Figure 2. The major glial types in the optic nerve head in glaucoma.

Figure 2

(A) GFP positive astrocytes in the glial lamina of mice with no glaucomatous neurodegeneration. From Lye-Barthel and Jakobs 2013 (Lye-Barthel et al., 2013), (B) Microglia responding to early neuron degeneration in the retina of a rat model of glaucoma. Adapted from Naskar et al, 2002 (Naskar et al., 2002), (C) Infiltrating, peripherally derived immune cells enter the optic nerve head during early stages of DBA/2J glaucoma.
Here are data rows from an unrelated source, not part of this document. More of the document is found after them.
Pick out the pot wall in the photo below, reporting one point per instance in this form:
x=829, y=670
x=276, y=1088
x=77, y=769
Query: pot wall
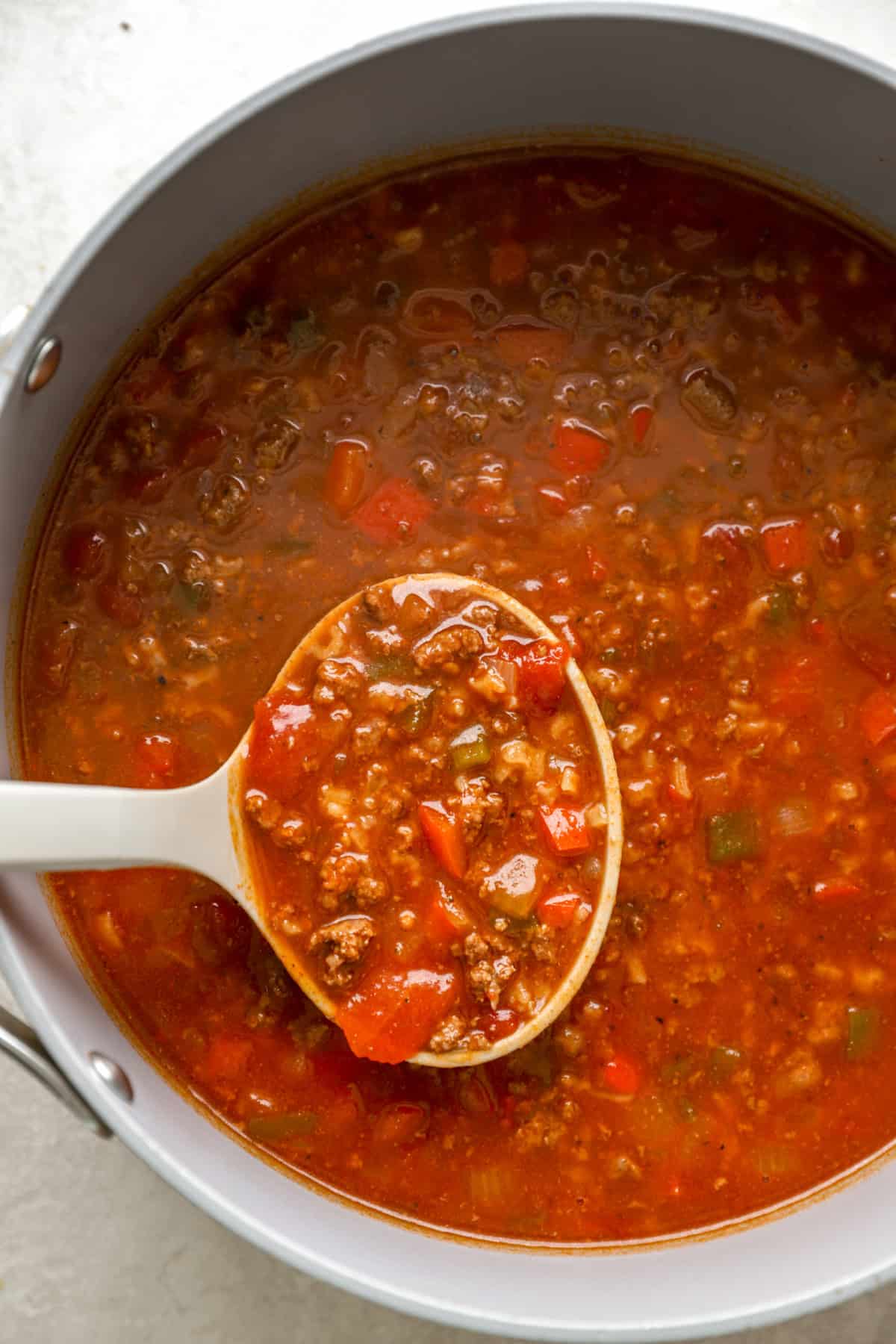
x=802, y=112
Adapted from Howell et al, 2012 (Howell et al., 2012).

2.4. Inflammatory pathways in glaucoma

There are a number of molecular pathways that are key regulators of neuroinflammation that in both humans and animal models have been implicated in the etiology of glaucoma. Here we focus on the complement cascade, the Toll-like receptors, and Tumor Necrosis Factor α pathway. In addition to these, interferons, interleukins, and various other pro- and anti-inflammatory cytokines (Wakefield and Lloyd, 1992; Tezel, 2008; Huang et al., 2009; Agarwal and Agarwal, 2012; Al-Gayyar and Elsherbiny, 2013; Križaj et al., 2014), and pathways involved in antigen presentation to T cells (Yang et al., 2001; Gramlich et al., 2015; Wong et al., 2015), such as β2-microglobulin and CD3, are likely involved in glaucoma, or at least in RGC damage in animal models of glaucoma.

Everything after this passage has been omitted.